Janus membrane with tailored upper and lower surface charges for ion penetration manipulation in high-performance nanofiltration

Abstract

Conventional homogeneously charged nanofiltration (NF) membranes showed limited capabilities in ion transmembrane behavior control, which hindered the ion separation performances. In this study, novel Janus membranes were developed to manipulate the penetration of monovalent and divalent ions in NF. Graphene oxide nanosheets with enhanced positive charge (PGO) and negative charge (NGO) were successfully synthesized and assembled in designed orders and proportions to construct the Janus membranes with desired upper and lower surface charges.

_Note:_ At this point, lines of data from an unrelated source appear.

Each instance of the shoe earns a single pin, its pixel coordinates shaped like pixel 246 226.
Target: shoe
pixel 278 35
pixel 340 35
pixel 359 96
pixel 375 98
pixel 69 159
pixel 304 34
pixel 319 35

The positively charged upper surface and the negatively charged lower surface of the PN Janus membrane showed high retention of divalent cations but high permeation of monovalent cations; when the mass ratio of PGO to NGO was 1–5, the PN-1/5 membrane indicated a significant Li+/Mg2+ separation factor at 23.5. On the other hand, the NP-4/2 Janus membrane composed of negatively charged upper layer and positively charged lower layer indicated the most promising indiscriminate divalent ion removal efficiency (>80%) as compared with the literature. The molecular dynamics simulation theoretically proved the ion penetration behavior manipulation by the Janus membranes were feasible. This study proposed a facile strategy to dramatically improve the performances of NF in Mg2+/Li+ separation and indiscriminate divalent ion removal.